Ed Swartwood
Major league player - Pittsburgh Alleghenys


Ed Swartwood was one of baseball’s earliest stars.  An impressive batter, Swartwood also made a name for himself as a leader and a motivator, ending up as Team Captain in almost every team to which he belonged. Swartwood played in the majors for nine years, more often than not as first baseman or starting outfielder, and he logged a career batting average of .310

Swartwood was born in northern Ohio in 1859 and was playing baseball for The Cleveland Red Stockings by 1878.  Middle fielder, Sam Wise, organized an independent team in Akron, Ohio in 1879 and Swartwood left a team in Detroit to sign on as first baseman.  He left the Akrons after a year but returned in 1881.  The 1881 Akrons were considered the strongest non-league team of their time and Swartwood was a player who stood out even among such early luminaries as Tony Mullane and Bid McPhee. Beyond his technical skill on the field, he had a sterling reputation as an honest, gentlemanly player who was gregarious and well liked. He played three seasons with The Akrons before going with the major leagues, first for a year in Buffalo and then for The Pittsburgh Alleghenys. He is cited by several historians of the game as Pittsburgh’s first major league “baseball star.”  Players in the early days of the game, however, did not enjoy the star-level salaries of modern times.  Swartwood supplemented his player’s salary first by selling cigars and later by tending bar—a deal where he got a percentage of the door based on the fact that his reputation brought in the customers.

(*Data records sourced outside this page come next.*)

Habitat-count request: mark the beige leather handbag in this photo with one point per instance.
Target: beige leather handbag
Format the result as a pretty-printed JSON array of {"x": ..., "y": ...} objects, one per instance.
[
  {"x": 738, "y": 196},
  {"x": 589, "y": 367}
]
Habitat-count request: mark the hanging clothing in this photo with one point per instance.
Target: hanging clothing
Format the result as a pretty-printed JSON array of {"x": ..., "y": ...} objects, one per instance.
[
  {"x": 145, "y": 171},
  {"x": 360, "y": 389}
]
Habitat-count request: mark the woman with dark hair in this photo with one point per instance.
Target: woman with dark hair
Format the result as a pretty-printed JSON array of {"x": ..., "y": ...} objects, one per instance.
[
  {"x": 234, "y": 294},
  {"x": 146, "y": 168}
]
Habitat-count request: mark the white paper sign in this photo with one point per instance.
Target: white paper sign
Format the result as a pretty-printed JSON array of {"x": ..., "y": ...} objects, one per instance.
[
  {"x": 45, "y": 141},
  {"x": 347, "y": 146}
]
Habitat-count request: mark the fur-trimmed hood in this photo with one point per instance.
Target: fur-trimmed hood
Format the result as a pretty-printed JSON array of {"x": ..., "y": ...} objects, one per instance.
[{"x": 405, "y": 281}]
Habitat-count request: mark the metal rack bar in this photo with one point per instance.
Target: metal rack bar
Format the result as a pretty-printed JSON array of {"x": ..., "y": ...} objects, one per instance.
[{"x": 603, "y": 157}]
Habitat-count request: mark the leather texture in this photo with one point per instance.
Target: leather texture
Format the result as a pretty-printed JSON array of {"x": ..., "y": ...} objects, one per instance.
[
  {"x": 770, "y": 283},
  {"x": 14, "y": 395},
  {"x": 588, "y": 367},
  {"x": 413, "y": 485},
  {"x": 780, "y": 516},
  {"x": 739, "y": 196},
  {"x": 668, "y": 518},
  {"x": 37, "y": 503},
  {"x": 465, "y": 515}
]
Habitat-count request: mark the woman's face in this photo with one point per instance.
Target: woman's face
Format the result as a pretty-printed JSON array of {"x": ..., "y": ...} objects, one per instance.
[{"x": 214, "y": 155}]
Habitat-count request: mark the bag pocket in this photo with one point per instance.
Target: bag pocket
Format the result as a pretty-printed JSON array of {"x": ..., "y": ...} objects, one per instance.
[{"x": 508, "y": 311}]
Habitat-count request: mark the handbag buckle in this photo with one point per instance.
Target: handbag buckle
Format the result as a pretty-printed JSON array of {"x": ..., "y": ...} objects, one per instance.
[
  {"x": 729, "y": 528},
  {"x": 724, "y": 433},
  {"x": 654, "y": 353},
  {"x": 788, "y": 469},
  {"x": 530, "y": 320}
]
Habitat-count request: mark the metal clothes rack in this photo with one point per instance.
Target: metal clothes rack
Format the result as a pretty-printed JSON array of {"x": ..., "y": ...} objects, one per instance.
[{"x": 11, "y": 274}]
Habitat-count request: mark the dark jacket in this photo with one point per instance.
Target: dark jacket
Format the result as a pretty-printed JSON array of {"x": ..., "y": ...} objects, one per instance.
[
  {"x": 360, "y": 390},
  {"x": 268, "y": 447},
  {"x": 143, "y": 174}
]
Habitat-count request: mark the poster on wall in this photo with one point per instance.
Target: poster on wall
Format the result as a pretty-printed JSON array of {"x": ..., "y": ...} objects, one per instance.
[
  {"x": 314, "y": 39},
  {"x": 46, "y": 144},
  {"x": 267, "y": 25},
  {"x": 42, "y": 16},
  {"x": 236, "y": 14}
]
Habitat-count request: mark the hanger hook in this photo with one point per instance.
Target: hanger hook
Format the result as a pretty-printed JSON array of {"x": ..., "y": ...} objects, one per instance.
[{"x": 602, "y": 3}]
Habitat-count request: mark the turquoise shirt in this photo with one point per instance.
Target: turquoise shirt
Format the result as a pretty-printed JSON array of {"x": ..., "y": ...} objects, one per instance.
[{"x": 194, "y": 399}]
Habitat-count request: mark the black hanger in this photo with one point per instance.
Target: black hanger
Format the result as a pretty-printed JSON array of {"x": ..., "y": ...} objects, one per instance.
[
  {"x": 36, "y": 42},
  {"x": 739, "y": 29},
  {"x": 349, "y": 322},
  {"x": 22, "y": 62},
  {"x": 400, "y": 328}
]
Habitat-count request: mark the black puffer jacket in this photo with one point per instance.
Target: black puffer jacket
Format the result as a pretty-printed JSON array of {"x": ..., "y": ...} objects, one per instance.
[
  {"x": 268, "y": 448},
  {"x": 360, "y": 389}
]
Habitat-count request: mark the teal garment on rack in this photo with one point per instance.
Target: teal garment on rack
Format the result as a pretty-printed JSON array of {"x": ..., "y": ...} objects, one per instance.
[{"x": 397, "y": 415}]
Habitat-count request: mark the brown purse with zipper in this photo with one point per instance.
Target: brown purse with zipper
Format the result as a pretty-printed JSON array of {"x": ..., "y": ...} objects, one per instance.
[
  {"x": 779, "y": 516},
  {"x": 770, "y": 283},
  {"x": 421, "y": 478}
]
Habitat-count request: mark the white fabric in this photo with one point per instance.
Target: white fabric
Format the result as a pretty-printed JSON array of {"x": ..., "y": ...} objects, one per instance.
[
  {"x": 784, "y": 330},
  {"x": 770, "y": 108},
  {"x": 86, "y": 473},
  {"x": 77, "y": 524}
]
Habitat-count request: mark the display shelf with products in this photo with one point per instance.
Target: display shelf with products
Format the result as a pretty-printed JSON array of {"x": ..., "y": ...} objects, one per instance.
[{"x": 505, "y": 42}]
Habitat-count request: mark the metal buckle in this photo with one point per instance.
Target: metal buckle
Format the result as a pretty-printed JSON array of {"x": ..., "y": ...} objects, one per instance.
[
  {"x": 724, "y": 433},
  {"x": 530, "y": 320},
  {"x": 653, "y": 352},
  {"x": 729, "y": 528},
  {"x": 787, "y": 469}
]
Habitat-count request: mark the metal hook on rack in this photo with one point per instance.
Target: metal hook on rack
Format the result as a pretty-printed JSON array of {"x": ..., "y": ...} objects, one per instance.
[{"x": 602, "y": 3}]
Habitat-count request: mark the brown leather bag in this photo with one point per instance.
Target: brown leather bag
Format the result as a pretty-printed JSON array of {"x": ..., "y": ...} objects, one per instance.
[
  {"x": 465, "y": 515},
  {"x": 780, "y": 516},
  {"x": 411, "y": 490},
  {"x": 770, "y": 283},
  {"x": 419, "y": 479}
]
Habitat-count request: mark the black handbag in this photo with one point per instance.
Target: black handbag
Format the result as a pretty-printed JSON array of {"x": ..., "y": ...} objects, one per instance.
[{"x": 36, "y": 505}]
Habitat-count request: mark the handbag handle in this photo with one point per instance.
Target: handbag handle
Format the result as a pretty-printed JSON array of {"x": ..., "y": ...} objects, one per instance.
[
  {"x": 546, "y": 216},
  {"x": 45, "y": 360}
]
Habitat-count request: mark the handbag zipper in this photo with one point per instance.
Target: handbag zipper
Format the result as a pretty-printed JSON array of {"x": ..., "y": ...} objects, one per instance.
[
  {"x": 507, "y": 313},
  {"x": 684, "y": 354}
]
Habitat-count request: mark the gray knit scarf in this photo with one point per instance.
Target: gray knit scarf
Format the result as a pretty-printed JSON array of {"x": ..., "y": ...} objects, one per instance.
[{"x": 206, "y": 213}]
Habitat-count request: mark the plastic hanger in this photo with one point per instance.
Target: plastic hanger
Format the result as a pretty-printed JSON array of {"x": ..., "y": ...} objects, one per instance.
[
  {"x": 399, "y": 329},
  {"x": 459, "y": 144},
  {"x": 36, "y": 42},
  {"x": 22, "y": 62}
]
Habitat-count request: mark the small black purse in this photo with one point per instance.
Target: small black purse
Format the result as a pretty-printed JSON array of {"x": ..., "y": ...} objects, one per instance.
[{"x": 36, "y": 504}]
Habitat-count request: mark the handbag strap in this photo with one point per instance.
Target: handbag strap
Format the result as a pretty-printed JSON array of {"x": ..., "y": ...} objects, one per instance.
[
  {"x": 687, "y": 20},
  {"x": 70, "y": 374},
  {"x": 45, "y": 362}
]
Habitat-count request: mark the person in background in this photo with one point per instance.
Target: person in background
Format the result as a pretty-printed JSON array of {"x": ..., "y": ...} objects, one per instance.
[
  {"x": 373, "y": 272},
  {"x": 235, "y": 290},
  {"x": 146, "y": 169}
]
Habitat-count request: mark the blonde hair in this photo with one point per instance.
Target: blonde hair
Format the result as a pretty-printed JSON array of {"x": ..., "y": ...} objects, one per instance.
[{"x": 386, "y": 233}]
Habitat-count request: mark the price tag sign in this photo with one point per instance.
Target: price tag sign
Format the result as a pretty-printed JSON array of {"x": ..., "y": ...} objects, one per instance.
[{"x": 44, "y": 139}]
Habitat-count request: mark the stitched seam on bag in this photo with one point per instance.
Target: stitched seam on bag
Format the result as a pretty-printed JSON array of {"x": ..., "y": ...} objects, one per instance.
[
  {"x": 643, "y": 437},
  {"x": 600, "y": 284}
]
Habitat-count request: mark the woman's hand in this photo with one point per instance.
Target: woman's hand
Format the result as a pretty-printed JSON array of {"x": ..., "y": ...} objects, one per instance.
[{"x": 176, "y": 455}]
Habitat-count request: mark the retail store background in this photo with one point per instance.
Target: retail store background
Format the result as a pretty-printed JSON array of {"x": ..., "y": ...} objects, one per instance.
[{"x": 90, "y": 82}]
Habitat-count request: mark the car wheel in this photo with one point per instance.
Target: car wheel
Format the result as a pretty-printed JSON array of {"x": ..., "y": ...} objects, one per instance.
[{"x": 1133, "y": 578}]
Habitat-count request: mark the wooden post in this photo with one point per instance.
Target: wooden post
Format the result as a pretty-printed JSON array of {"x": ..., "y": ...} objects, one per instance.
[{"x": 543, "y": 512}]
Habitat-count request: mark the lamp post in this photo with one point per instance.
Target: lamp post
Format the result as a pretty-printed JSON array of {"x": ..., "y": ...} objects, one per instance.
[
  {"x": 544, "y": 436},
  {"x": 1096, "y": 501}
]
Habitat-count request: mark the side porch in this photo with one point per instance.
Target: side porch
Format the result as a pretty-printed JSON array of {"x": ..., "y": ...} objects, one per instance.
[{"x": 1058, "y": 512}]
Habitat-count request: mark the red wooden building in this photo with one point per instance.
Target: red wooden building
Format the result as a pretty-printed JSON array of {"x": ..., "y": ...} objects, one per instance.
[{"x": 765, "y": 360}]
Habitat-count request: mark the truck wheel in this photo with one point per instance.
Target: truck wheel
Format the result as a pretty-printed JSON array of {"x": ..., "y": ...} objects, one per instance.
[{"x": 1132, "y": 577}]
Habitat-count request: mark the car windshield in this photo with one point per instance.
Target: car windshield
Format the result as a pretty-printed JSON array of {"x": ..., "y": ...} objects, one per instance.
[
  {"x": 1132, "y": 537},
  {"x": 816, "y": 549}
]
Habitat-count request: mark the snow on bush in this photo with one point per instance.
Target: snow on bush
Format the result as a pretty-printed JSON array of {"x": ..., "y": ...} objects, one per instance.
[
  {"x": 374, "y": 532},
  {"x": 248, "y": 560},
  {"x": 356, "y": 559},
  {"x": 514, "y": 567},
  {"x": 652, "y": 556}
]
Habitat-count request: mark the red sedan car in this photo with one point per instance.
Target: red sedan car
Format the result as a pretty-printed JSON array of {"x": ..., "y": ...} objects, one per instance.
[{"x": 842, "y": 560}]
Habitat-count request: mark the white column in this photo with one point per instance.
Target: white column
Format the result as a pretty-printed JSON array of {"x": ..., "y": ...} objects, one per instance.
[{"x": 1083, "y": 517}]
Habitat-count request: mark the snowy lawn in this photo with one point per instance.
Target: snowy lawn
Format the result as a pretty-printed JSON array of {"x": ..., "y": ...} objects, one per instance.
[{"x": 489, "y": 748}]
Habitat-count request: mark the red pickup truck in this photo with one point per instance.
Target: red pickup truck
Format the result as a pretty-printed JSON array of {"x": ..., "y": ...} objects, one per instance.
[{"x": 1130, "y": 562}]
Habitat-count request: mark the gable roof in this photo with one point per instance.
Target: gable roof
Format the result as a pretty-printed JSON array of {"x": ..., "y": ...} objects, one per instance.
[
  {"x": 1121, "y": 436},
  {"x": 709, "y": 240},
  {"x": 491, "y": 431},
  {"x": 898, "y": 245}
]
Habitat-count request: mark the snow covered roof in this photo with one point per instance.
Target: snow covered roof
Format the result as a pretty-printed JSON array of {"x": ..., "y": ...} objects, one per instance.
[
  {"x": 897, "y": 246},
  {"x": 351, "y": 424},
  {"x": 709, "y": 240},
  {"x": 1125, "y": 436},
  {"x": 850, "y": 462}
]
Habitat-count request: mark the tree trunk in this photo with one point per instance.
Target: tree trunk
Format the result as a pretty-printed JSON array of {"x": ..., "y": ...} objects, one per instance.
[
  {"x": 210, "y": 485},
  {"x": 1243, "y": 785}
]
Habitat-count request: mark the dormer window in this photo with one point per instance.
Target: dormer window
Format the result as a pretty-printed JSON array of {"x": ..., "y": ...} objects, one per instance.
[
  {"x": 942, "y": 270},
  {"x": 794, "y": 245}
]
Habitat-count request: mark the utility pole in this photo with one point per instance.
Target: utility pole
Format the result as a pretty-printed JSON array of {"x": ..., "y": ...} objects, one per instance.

In 1883, Swartwood married Pittsburgh native, Anna Knethler.  Although Pittsburgh traded him to Brooklyn in 1885, Swartwood now considered Pittsburgh his home. When Brooklyn sought to trade him in 1887, Swartwood asked for an outright release.  A couple times after leaving the Brooklyn team he was taken up by one team or another (notably hitting .327 in 126 games with a club in Toledo, Ohio in 1890) but by 1893, his career as a ballplayer had come to a close.  He had been working as an umpire as early as 1893 and he continued as such until at least 1901.

It was in 1901 that Swartwood was made a Police Sergeant for Allegheny County.  He proved to be a natural and soon moved up in the ranks to Deputy Sheriff.  His duties as such included overseeing legal executions both in Allegheny County and in neighboring counties where assistance was needed.  Swartwood died in 1924 at age 65.